Date and time (all times are Beirut time)
28 May 2020.............................................
Offer announced and Tender Offer and Consent Solicitation Memorandum available from the Tabulation Agent.
Notice of the Offer and the Meeting published via the Clearing Systems. A separate invitation to the Meeting shall be published in Lebanon in accordance with Lebanese law.
10:00 a.m. (Beirut time), 18 June 2020..........................
Deadline for receipt by the Tabulation Agent of all Tender Instructions in order for Holders to be eligible to receive the Total Consideration on the Settlement Date.
19 June 2020.............................................
Meeting and Announcement of Results
Meeting to consider the Proposal, to be held at the offices of Byblos Bank SAL at Beirut, Elias Sarkis Avenue, Byblos Tower bldg.
26 June 2020.............................................
Extended Expiration Deadline
If the Resolution in respect of the Notes has passed this is the new deadline for receipt by the Tabulation Agent of all Tender Instructions in order for Holders to be eligible to receive the Total Consideration on the Settlement Date.
29 June 2020.............................................
Subject to satisfaction of the Conditions to the Offer, payment of the Total Consideration in respect of all Notes accepted for purchase.
30 June 2020.............................................
Subject to the execution of the Supplemental Trust Deed pursuant to the Resolution, the redemption in full of the Notes pursuant to the Conditions as modified by the Supplemental Trust Deed and the payment of the Additional Redemption Amount subject to and in accordance with the Payment Deed.
Noteholders are advised to contact the Tabulation Agent specified below as soon as possible and to review the terms set out in the Tender Offer and Consent Solicitation Memorandum, including the Conditions to the Offer, the risk factors, the proposed terms of the Noteholder resolution and the actions that Noteholders are required to take in order to participate in the Tender Offer, to vote at the Meeting and/or to receive amounts under the Payment Deed.
Each Noteholder must obtain any consents or approvals that are needed and comply with any laws that apply in any place in order to tender Notes or to consent to the Proposal and each Noteholder shall be responsible nominating a bank account in Lebanon in order to be able to receive payments (other than, if the Resolution is passed, the Redemption Amount, which shall be paid through the Clearing Systems).

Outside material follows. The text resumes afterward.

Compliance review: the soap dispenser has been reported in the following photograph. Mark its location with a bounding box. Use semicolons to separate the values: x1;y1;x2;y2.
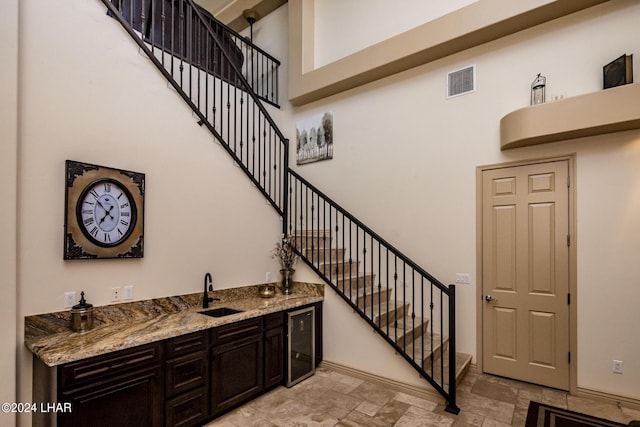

None of the Bank, the Trustee, any Agent or the Tabulation Agent or any of their respective affiliates is responsible for any Noteholder's compliance with these requirements.
Lucid Issuer Services Limited
12 Argyle Walk
WC1H 8HA, London
Attention: Paul Kamminga / Thomas Choquet
Telephone: +44 207 704 0880
Email: [email protected]
THE TRUSTEE HAS NOT BEEN INVOLVED IN FORMULATING THE OFFER AND HAS NOT REVIEWED, NOR WILL IT REVIEW, ANY DOCUMENTS RELATING TO THE OFFER. THE TRUSTEE URGES HOLDERS WHO ARE IN DOUBT AS TO THE IMPACT OF THE OFFER OR ANY ASPECT OF IT, INCLUDING BUT NOT LIMITED TO THE IMPLEMENTATION OF THE RESOLUTION, THE PROPOSAL OR THE TENDER OFFER (INCLUDING ANY TAX CONSEQUENCES) TO SEEK THEIR OWN INDEPENDENT FINANCIAL, TAX AND LEGAL ADVICE.